Summary:
A function can both be a sink and propagate source info, but we currently ignore the summary for any function that is also a sink.
This will cause us to under-report for (e.g.) `src1 = source(); src2 = strcpy(dest, src1); exec(src2)`.
This is both a potential buffer overflow and a potential shell injection, but we won't report the second issue.
Reviewed By: jberdine
Differential Revision: D5676167
fbshipit-source-id: 232ab2f
Summary:
In looking at summaries that Quandary took a long time to compute, one thing I notice frequently is redundancy in the footprint sources (e.g., I might see `Footprint(x), Footprint(x.f), Footprint(x*)`).
`sudo perf top` indicates that joining big sets of sources is a major performance bottleneck, and a large number of footprint sources is surely a big part of this (since we expect the number of non-footprint sources to be small).
This diff addresses the redundancy issue by using a more complex representation for a set of sources. The "known" sources are still in a set, but the footprint sources are now represented as a set of access paths (via an access trie).
The access path trie is a minimal representation of a set of access paths, so it would represent the example above as a simple `x*`.

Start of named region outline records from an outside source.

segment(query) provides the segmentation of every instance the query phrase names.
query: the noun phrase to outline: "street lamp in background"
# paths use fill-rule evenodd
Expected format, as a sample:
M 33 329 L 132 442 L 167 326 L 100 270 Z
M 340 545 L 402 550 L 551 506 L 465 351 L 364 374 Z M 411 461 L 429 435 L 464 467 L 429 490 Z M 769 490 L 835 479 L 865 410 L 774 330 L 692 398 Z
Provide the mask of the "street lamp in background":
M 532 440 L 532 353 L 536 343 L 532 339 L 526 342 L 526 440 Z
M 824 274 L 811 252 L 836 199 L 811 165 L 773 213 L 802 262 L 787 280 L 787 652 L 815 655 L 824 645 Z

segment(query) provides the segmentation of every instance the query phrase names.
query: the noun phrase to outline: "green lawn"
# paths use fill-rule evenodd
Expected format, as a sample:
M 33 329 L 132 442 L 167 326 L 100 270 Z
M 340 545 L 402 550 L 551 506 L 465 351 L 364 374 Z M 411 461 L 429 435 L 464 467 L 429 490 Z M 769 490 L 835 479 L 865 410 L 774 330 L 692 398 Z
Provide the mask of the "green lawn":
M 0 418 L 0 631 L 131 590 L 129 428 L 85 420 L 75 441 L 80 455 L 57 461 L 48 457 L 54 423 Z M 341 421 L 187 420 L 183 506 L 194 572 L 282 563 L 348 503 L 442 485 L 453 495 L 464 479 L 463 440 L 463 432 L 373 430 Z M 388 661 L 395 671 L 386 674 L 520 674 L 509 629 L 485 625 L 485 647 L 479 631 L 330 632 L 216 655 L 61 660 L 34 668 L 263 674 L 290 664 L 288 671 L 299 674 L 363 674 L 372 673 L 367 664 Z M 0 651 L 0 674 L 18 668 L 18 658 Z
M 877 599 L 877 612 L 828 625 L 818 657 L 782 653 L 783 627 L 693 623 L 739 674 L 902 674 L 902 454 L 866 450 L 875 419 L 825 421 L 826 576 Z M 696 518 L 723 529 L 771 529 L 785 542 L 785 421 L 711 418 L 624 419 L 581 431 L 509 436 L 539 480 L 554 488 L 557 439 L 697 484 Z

This should make join/widen/<= faster and improve performance
Reviewed By: jberdine
Differential Revision: D5663980
fbshipit-source-id: 9fb66f8
Summary:
The previous widening operator added stars to the *end* of paths that existed in `next` but not `prev`. This is not enough to ensure termination in the case where the trie is growing both deeper and wider at the same time.
The newly added test demonstrates this issue. In the code, there's an ever-growing path of the form `tmp.prev.next.prev.next...` that wasn't summarized by the previous widening operator. The new widening is much more aggressive: it replaces *any* node present in `next` but not `prev` with a `*` (rather than trying to tack a star onto the end). This fixes the issue.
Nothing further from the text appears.